Smoke on black background

This case establishes that a defendant can be held liable for a careless smoking fire even if the defendant does not have a duty to control the actions of third parties and is not vicariously liable for the third party’s actions.

September 21, 2020
Michael J. Ciamaichelo - The Subrogation Strategist

Property owners owe a duty of reasonable care to avoid causing harm to neighboring properties. In Steamfitters Local Union No. 602 v. Erie Ins. Exch., 2020 Md. LEXIS 347 (July 27, 2020) (Steamfitters Local), a matter originally discussed in a June 2019 blog post, the Court of Appeals of Maryland affirmed that, where the property owner knows or should have known that people are habitually discarding hundreds of cigarette butts into a mulch bed along the boundary of the neighboring property, the property owner owes a duty to its neighbors to prevent the risk of fire.
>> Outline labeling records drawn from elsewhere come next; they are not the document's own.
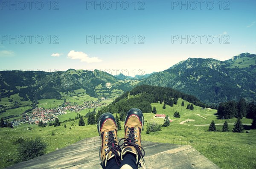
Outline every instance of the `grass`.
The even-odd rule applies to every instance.
[[[22,101],[21,100],[23,99],[23,98],[20,97],[19,94],[17,93],[10,95],[9,98],[8,98],[8,97],[1,98],[1,101],[0,101],[0,104],[6,107],[12,108],[14,106],[15,101],[19,102],[22,107],[27,106],[28,104],[32,103],[29,101]],[[13,100],[12,102],[10,102],[9,101],[9,99],[13,99]]]
[[[6,112],[2,113],[0,114],[0,118],[11,115],[13,115],[14,116],[20,115],[26,110],[29,109],[31,109],[32,108],[32,107],[31,106],[27,106],[7,110]],[[14,119],[15,119],[15,118],[16,118],[16,119],[17,119],[18,117],[15,117]],[[10,120],[10,119],[9,120]]]
[[[87,101],[96,101],[98,98],[90,97],[89,95],[81,95],[80,96],[73,96],[71,97],[63,97],[62,98],[65,98],[66,102],[70,102],[73,103],[76,103],[78,105],[84,103],[84,102]]]
[[[38,107],[44,109],[54,109],[58,107],[64,102],[64,100],[57,100],[56,99],[47,99],[38,100],[39,103],[37,104]]]
[[[174,105],[172,107],[166,105],[165,109],[162,108],[163,103],[152,103],[152,106],[156,107],[157,114],[169,115],[173,121],[171,123],[170,126],[162,127],[162,131],[151,132],[149,134],[146,134],[145,127],[141,134],[142,140],[191,145],[221,168],[256,168],[256,158],[255,156],[256,154],[256,130],[250,129],[250,133],[245,132],[233,133],[231,132],[233,125],[229,125],[230,132],[207,132],[208,126],[195,126],[193,125],[209,124],[212,120],[214,120],[215,123],[223,123],[224,120],[217,119],[216,116],[214,115],[217,110],[202,109],[196,106],[194,106],[194,110],[189,110],[186,109],[189,103],[184,101],[185,106],[181,106],[180,105],[182,101],[181,99],[179,99],[177,105]],[[179,112],[180,118],[173,117],[173,113],[176,111]],[[87,110],[81,111],[79,113],[85,115],[87,113]],[[76,112],[70,112],[59,116],[59,117],[60,120],[62,121],[69,118],[69,117],[74,117],[74,118],[76,114]],[[197,114],[200,114],[207,119]],[[113,115],[115,116],[116,115]],[[154,121],[161,123],[163,123],[163,119],[155,118],[154,115],[152,113],[144,113],[145,126],[147,123]],[[180,122],[188,119],[193,119],[195,121],[186,122],[183,125],[180,124]],[[87,123],[87,118],[84,118],[84,120]],[[234,118],[228,120],[228,122],[231,123],[236,120],[236,119]],[[242,121],[244,123],[250,123],[251,120],[243,119]],[[12,165],[17,158],[16,146],[12,143],[19,137],[41,137],[48,143],[47,152],[49,152],[81,139],[98,136],[96,125],[79,126],[78,122],[79,120],[77,120],[75,121],[62,123],[60,126],[56,127],[51,126],[41,128],[35,125],[25,124],[19,125],[18,128],[14,129],[0,128],[0,168]],[[67,126],[66,128],[62,126],[65,123]],[[74,126],[71,126],[73,123]],[[123,122],[121,122],[122,130],[119,132],[118,136],[119,137],[123,137]],[[33,130],[27,130],[29,126],[32,127]],[[72,127],[71,130],[69,129],[70,127]],[[248,126],[245,127],[248,129],[250,128]],[[216,128],[217,130],[221,131],[222,125],[216,126]],[[55,136],[51,135],[52,131],[55,134]],[[14,160],[12,161],[12,159]]]

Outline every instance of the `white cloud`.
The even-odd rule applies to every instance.
[[[53,53],[52,54],[52,55],[51,56],[53,56],[54,57],[58,57],[59,56],[60,56],[60,55],[63,54],[58,54],[58,53]]]
[[[82,52],[76,52],[73,50],[67,54],[68,57],[71,59],[79,59],[81,62],[86,62],[88,63],[100,62],[102,60],[96,57],[90,57],[87,54]]]
[[[256,22],[253,22],[251,23],[250,25],[248,25],[247,26],[246,26],[247,28],[250,28],[250,27],[252,27],[253,26],[253,25],[254,25],[255,24],[255,23]]]
[[[214,36],[214,37],[218,37],[220,35],[222,36],[222,35],[224,35],[224,34],[227,34],[227,32],[226,32],[226,31],[224,31],[223,33],[222,33],[222,34],[218,34],[217,35]]]
[[[11,51],[11,50],[0,51],[0,56],[1,56],[1,57],[13,56],[15,55],[15,53],[12,51]]]

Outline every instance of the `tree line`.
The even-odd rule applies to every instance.
[[[254,119],[256,118],[256,105],[254,101],[247,103],[244,98],[240,99],[238,102],[221,103],[218,108],[217,114],[220,117],[225,119],[243,117]]]

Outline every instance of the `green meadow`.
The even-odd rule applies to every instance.
[[[163,109],[163,104],[152,103],[152,107],[156,107],[157,114],[169,115],[173,121],[169,126],[162,127],[162,130],[146,134],[147,123],[153,122],[163,123],[164,119],[155,118],[155,114],[144,113],[145,120],[145,129],[141,134],[143,141],[147,140],[160,143],[169,143],[179,145],[190,145],[205,156],[209,160],[224,169],[256,168],[256,130],[250,129],[250,126],[244,126],[245,129],[250,132],[247,133],[233,133],[233,125],[229,125],[230,132],[223,132],[221,131],[222,125],[216,125],[218,132],[207,131],[209,126],[195,126],[197,124],[209,124],[212,120],[215,123],[223,123],[224,120],[218,120],[215,113],[216,110],[204,109],[194,106],[193,111],[186,109],[189,103],[184,101],[185,106],[180,105],[182,100],[179,99],[177,105],[173,107],[166,105]],[[86,114],[85,109],[79,113]],[[173,117],[175,111],[180,113],[180,118]],[[88,112],[89,110],[88,110]],[[69,117],[75,117],[76,112],[70,112],[59,116],[61,121]],[[203,118],[198,115],[204,117]],[[115,114],[114,115],[115,116]],[[205,119],[206,118],[206,119]],[[84,118],[86,125],[79,126],[79,120],[61,123],[61,126],[38,127],[35,125],[24,124],[10,128],[0,129],[0,168],[3,168],[12,165],[17,159],[16,149],[17,146],[13,143],[14,140],[20,137],[41,137],[47,143],[47,153],[61,149],[81,139],[98,135],[96,125],[87,125],[87,118]],[[188,120],[194,121],[187,122]],[[236,118],[228,120],[229,123],[236,121]],[[180,123],[186,121],[183,124]],[[250,123],[251,119],[243,118],[244,123]],[[64,127],[66,124],[67,127]],[[122,130],[118,132],[119,137],[123,135],[123,122],[121,122]],[[28,127],[32,130],[28,130]],[[70,127],[72,129],[70,129]],[[51,135],[53,132],[55,135]],[[146,152],[145,152],[147,153]]]

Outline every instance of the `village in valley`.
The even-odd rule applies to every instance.
[[[87,101],[84,102],[82,105],[73,105],[70,102],[65,102],[61,106],[51,109],[37,107],[33,109],[31,113],[22,114],[20,119],[14,120],[12,126],[16,126],[19,124],[28,123],[29,124],[38,125],[40,121],[43,123],[47,123],[54,121],[58,116],[75,111],[79,111],[85,109],[94,109],[106,105],[105,103],[100,103],[100,100]]]

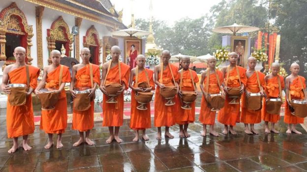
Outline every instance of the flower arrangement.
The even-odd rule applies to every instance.
[[[257,49],[254,48],[251,48],[253,50],[251,56],[256,58],[257,62],[266,62],[268,61],[268,55],[265,53],[266,49],[263,48],[260,49]]]
[[[229,48],[227,46],[218,47],[215,48],[216,49],[215,51],[213,52],[213,56],[216,58],[216,60],[221,62],[228,60],[229,51],[227,49]]]

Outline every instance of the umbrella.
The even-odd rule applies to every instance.
[[[251,32],[258,30],[259,29],[259,27],[243,25],[238,25],[237,24],[234,23],[232,25],[227,25],[227,26],[215,28],[212,29],[212,31],[216,33],[230,33],[233,34],[234,35],[236,35],[237,33],[241,33]]]
[[[120,30],[112,32],[112,36],[117,36],[120,37],[130,36],[143,36],[148,35],[150,34],[150,32],[147,31],[137,29],[133,27],[130,27],[127,29]]]
[[[207,59],[208,59],[209,58],[211,57],[212,56],[213,56],[212,55],[210,54],[210,53],[208,53],[206,55],[202,55],[200,56],[198,56],[196,57],[196,58],[199,60],[207,61]]]
[[[71,68],[71,62],[75,62],[76,64],[79,64],[80,63],[74,58],[70,57],[61,57],[60,63],[61,65],[66,66],[69,68]]]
As discussed in Steamfitters Local, a fire originated in a strip of mulch at property owned by the Steamfitters Local Union No. 602 (Union) and caused damage to neighboring properties. The fire occurred when an unknown person discarded a cigarette butt into the mulch. Following the fire, investigators found hundreds of cigarette butts in the mulch where the fire originated. A representative for the Union acknowledged that there were more butts in the mulch “than there should have been” and that, “[i]n the right situation,” a carelessly discarded cigarette could cause a fire. The Union, however, had no rules or signs to prohibit or regulate smoking at the property, where apprentices would often gather prior to class. The insurance companies for the damaged neighbors filed subrogation actions alleging that the Union, as the property owner, failed to use reasonable care to prevent a foreseeable fire. A jury found in favor of the subrogating insurers and the defendants appealed.